Por outro lado, o início do eletrodoméstico foi penoso, porque as pessoas mostravam
uma certa desconfiança em relação aos aparelhos. Na fase da máquina de costura, por exemplo, aconteceu um caso assim: nós tínhamos aquelas máquinas
antigas, cabeçote com móvel de cinco gavetas, pedal embaixo, e nós, querendo inovar, importamos umas máquinas americanas. Uma máquina bonita,
gabinete reto, o nome era New Home.
Lindona, viu? Pusemos a máquina na loja e nós tínhamos um vendedor, um senhor antigo,
o seu Abreu, e nós perguntamos a ele: "Seu Abreu, o que o senhor achou da New Home? Ele olhou a máquina, olhou, olhou: "Isso não vende". Nós ficamos
surpresos: "Mas como que não vende, seu Abreu? Uma máquina elétrica, moderna, bonita". Sabe o que aconteceu? Um encalhe total. Então havia
muita resistência, as pessoas preferiam o tradicional.
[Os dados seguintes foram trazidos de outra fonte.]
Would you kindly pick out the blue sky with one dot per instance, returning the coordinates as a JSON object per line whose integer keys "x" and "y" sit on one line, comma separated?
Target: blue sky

Outra coisa eram as dificuldades técnicas. Eu me lembro do primeiro televisor que
apareceu na loja. A Antárctica punha lá a imagem do guaraná e, à noite, sentavam-se ali de vinte a trinta pessoas para ver aquele guaranazinho
parado, encantados de ver uma imagem que vinha de São Paulo. Cada tevê que você vendia, ia um cara com o equipamento completo, antena, cano, fios,
isoladores e punha a antena. E isso para ver umas fagulhas, uma imagem ruim.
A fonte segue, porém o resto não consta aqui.